The Book of the Sultan’s Seal: Strange Incidents from History in the City of Mars by Youssef Rakha translated by Paul Starkey has been awarded the 2015 Saif Ghobash Banipal Prize for Arabic Literary Translation.
Paul Starkey & Youssef Rakha will be in conversation with Gaby Wood @woodgaby on Thurs 18 February at 6.30 for 7pm Waterstone’s Piccadilly Bookstore, London W1J 9HD @WaterstonesPicc It is a free event, but please reserve your place by emailing piccadilly@waterstones.com
Youssef Rakha is exclusively interviewed by Georgia for The BookBlast Diary.

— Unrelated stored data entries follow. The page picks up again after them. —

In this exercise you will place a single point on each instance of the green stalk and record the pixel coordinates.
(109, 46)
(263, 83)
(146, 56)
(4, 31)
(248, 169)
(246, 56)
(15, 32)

Tell us a little bit about yourself.
I am the only child of a disillusioned communist and a woman who struggled against incredible odds to go to university. I speak English with a slight accent and Arabic like a native Egyptian. I can think of at least three separate people I’ve been since I went to university in Hull, returning to Cairo once I graduated. All three worked in journalism and wrote, and the last two took pictures as well. I’m interested in the meaning of people’s words and actions, individually and in groups, in my part of the world: how the disorder and duplicity of human behaviour can resolve into something meaningful and also presumably beautiful. I’m interested in the way language can reflect and alter reality. I have a French-speaking three-year-old daughter I’m utterly besotted with. I’ve been urged to stop smoking cigarettes, which I do voraciously, and I’m planning on it but I haven’t yet.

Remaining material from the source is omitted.